When evaluating the sentiment (positive, negative, neutral) of a given text document, research shows that human analysts tend to agree around 80-85% of the time. This is the baseline we (usually) try to meet or beat when we're training a sentiment scoring system. But this does mean that you'll always find some text documents that even two humans can't agree on, even with their wealth of experience and knowledge. But when you're running automated sentiment analysis through natural language processing, you want to be certain that the results are reliable. So, how accurate can we get, and how can we ensure the best-possible sentiment accuracy?

How to test sentiment accuracy (an example)

For a quick test of baseline sentiment accuracy, I built a new sentiment scoring model. As recommended on an old Yahoo text analytics mailing list, I used this Movie Review Data put together by Pang and Lee for their various sentiment papers. This data consisted of 2000 documents (1000 positive, 1000 negative). I further divided it into a training set consisting of 1800 documents (900 positive and 900 negative), and a test set of the remaining 200. It took me about 45 seconds to train a sentiment scoring model using the training set. Then I used a quick PHP script to run it against the test set.

The results

Now, remember that I built this sentiment model for speed as much as for accuracy. Even so, the results surprised me (pleasantly). Of the 200-document test set, the model correctly identified 81 of the positive documents and 82 of the negative ones. This is sentiment accuracy score of 81.5%. That means that right off the bat, our basic sentiment scoring model already matched human agreement levels.
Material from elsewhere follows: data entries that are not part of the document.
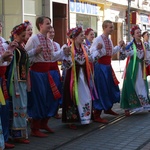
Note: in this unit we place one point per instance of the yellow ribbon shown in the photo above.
(2, 99)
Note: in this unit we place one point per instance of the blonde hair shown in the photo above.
(104, 25)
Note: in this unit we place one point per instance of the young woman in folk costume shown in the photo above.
(17, 76)
(29, 31)
(135, 87)
(146, 42)
(104, 76)
(5, 59)
(44, 94)
(89, 36)
(77, 92)
(5, 56)
(51, 35)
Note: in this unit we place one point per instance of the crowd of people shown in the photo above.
(32, 87)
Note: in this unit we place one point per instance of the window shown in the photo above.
(87, 21)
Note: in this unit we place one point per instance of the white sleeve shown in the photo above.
(31, 45)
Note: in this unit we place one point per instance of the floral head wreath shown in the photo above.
(75, 32)
(27, 22)
(133, 29)
(69, 33)
(19, 29)
(88, 30)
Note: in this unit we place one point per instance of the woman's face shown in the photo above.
(80, 38)
(137, 34)
(29, 31)
(45, 27)
(90, 36)
(51, 33)
(21, 37)
(0, 27)
(146, 37)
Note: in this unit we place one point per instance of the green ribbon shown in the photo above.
(134, 59)
(12, 75)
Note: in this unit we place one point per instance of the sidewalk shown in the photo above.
(63, 134)
(134, 131)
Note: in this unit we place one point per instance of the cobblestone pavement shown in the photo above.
(122, 133)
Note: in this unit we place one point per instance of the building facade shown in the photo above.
(13, 12)
(70, 13)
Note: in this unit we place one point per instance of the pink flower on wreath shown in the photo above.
(15, 114)
(133, 29)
Next, I ran the same 200 test set documents against our phrase-based sentiment system. To be honest, I expected a far lower score. But I was pleasantly surprised. Our simplest sentiment scoring models, trained on very general sentiment libraries, performed admirably, reaching 70.5% accuracy. With a domain-specific dictionary, I’m sure we could reach 80% accuracy or more.

What does this tell us?

So, what can we learn from this quick sentiment accuracy test? Well, for one thing, this shows how automated sentiment scoring accuracy can easily reach or exceed the 80-85% human agreement baseline. Of course, the best results will always come from analyzing domain-specific content with a sentiment scoring model trained on similar content. For example, if you analyze a data set of financial content using a model trained on movie reviews, the results won't be nearly so good. But try analyzing the same data set using a system that's configured to understand financial language. You'll find that you can achieve very high sentiment accuracy without much extra effort. That said, this test shows how phrase-based sentiment scoring can produce good results, even in its most basic state.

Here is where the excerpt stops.